A retirement planning strategy that was popular in the 1980s but fell out of favor is being revived: using life insurance to create personal, defined retirement income, much like a defined benefit plan.
Wealth2k, Inc. recently launched such a strategy called DB-by-INS, which the Hingham, Massachusetts-based company says refers to the defined benefit nature of the retirement income provided and the vehicle used to provide it: life insurance. The DB-by-INS strategy--which uses either variable universal or indexed universal life insurance policies as its funding vehicle--is particularly useful for the affluent market, says David Macchia, CEO of Wealth2k, because the caps on contributions to defined contribution plans like 401(k)s limit the affluent's ability to create a sufficient percentage of retirement income in comparison to their pre-retirement income. With the migration to DC plans over the past two decades, retirement security today looks a lot different than it did 20 years ago, Macchia says. As defined benefit plans have fallen by the wayside and the longevity of Social Security is questionable, "it has dawned on people that retirement security has been diminished because, for most people, there is no predictable level of retirement income."
How It Works
The DB-by-INS strategy uses an administrative system that allows clients to set a long-term strategy for making their retirement income more secure. The DB-by-INS strategy "wraps around the life insurance funding vehicle and transforms it into a DB," Macchia explains. A policy owner will first start with buying a life insurance policy, "but you don't want to buy a life insurance policy with the intention of trying to build as much insurance in it as possible," he says. "You want to do the opposite--you're trying to buy close to the minimum insurance possible for a given dollar amount because you don't want to burden the concept with too much cost; insurance can be costly." The policy owner then decides the age at which they wish to retire, their target retirement income, and an assumed interest rate growth.
Macchia offers this example of how the DB-by-INS strategy works. A policy owner wishes to retire at age 65 with $50,000 in annual income and an annual growth rate projection of 7%. "Let's say [that] based on those three factors, annual [premium] cost will be $12,000 from that retirement income.
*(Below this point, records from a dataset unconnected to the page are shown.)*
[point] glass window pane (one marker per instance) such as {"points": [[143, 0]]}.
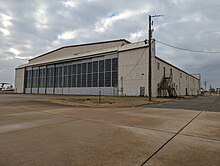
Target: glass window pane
{"points": [[78, 68], [95, 66], [84, 66], [84, 80], [74, 69], [73, 80], [101, 66], [101, 79], [108, 65], [89, 80], [95, 79], [114, 79], [114, 64], [79, 82], [90, 67]]}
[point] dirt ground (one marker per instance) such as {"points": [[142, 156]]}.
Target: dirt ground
{"points": [[110, 102]]}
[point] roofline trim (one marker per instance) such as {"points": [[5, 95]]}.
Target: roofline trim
{"points": [[68, 60], [87, 44]]}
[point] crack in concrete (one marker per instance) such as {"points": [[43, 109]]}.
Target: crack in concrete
{"points": [[170, 139]]}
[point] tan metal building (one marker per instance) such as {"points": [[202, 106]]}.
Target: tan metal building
{"points": [[116, 67]]}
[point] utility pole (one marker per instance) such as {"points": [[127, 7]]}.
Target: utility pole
{"points": [[149, 65], [150, 56]]}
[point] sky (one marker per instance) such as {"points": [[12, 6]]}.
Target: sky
{"points": [[29, 28]]}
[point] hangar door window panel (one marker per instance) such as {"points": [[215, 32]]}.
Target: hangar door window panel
{"points": [[42, 77], [35, 78], [108, 67], [95, 73], [84, 72], [79, 75], [50, 77], [101, 73], [28, 77], [67, 76], [114, 79], [73, 77], [115, 72], [89, 75], [58, 77]]}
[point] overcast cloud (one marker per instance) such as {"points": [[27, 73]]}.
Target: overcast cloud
{"points": [[30, 28]]}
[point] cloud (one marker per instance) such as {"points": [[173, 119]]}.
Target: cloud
{"points": [[68, 35], [14, 51]]}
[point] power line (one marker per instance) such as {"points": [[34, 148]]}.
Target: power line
{"points": [[185, 49], [195, 9]]}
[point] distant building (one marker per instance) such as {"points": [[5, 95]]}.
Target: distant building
{"points": [[115, 67]]}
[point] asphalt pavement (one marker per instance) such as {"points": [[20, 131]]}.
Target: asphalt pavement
{"points": [[36, 133], [201, 103]]}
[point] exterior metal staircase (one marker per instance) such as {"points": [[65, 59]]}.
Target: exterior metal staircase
{"points": [[166, 87]]}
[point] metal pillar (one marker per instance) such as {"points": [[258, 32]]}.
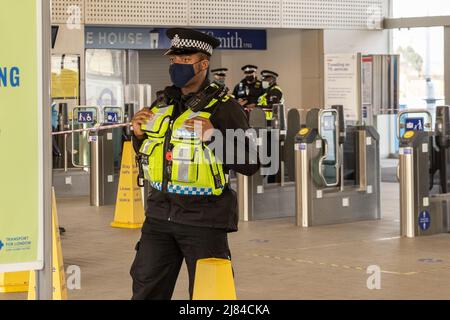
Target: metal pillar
{"points": [[406, 176], [44, 286]]}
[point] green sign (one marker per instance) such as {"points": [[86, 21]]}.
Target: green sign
{"points": [[21, 151]]}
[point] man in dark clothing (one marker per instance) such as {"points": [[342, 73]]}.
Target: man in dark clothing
{"points": [[249, 89], [191, 206]]}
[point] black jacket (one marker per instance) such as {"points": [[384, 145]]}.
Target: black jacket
{"points": [[206, 211], [248, 91]]}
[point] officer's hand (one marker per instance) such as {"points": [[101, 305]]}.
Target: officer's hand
{"points": [[250, 107], [139, 119], [201, 126], [242, 102]]}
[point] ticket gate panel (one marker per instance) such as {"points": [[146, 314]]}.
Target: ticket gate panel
{"points": [[421, 213], [318, 203]]}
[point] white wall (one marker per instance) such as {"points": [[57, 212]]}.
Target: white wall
{"points": [[352, 41]]}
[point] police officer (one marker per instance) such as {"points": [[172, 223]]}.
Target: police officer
{"points": [[249, 89], [272, 95], [220, 75], [190, 206]]}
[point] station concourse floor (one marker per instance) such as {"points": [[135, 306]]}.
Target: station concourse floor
{"points": [[272, 259]]}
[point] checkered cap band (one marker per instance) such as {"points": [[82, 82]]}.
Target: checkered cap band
{"points": [[179, 43]]}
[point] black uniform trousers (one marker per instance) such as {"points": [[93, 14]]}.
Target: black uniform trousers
{"points": [[161, 251]]}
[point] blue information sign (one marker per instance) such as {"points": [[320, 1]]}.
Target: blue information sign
{"points": [[155, 38], [414, 124], [112, 117], [424, 220], [85, 117]]}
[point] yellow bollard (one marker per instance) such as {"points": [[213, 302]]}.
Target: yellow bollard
{"points": [[14, 282], [59, 277], [129, 211], [214, 280]]}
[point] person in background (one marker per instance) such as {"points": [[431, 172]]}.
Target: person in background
{"points": [[249, 89], [220, 75], [272, 95]]}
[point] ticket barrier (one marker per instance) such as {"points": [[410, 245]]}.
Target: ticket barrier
{"points": [[423, 172], [94, 150], [258, 197], [337, 170]]}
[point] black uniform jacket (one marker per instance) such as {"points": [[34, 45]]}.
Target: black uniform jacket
{"points": [[248, 91], [206, 211]]}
What happens is that one year later, the performance of the policy was probably something less than or greater than 7%; let's say it was 6%," he says. "The insurance company will send an annual report to the policy owner and say, 'We didn't hit the 7% assumed rate of return, so in order to keep on track to produce the $50,000 retirement income at 65, you're going to have to make a small adjustment to your cost, and the premium for the next year will go up to $12,100." Jump forward one year, and the interest rate hits 8.5%. The insurance "company would then send a letter saying the premium would decrease to $11,800." By making adjustments to the policy each year, "you create the ability to keep that policy on track to deliver the retirement income," Macchia says. "What I just described was the mechanics of the defined benefit pension plan. What this DB-by-INS does is recreates that, in an economic sense, in the form of an individual life insurance-funded defined benefit pension plan."
The Loan Benefit
Perhaps the best benefit for policyholders, Macchia says, is policy loans against the cash value. "The policy loans are income-tax free; so if I realize my $50,000 retirement benefit at age 65, that may be the equivalent, depending on tax brackets at that time, of having a taxable income of $90,000." There are two ways to withdraw cash from a policy, he explains. "One is a simple withdrawal, which is taxable to the extent of any gain in the policy. The other is a loan against the cash value. A loan is income-tax free because, in a tax sense, it is considered as an advance against the policy's death benefit, which is also a tax-free distribution."
Protective Life of Birmingham, Alabama, is now offering a DB-by-INS strategy dubbed Defined Objectives, and several other companies are in the early stages of bringing the concept out.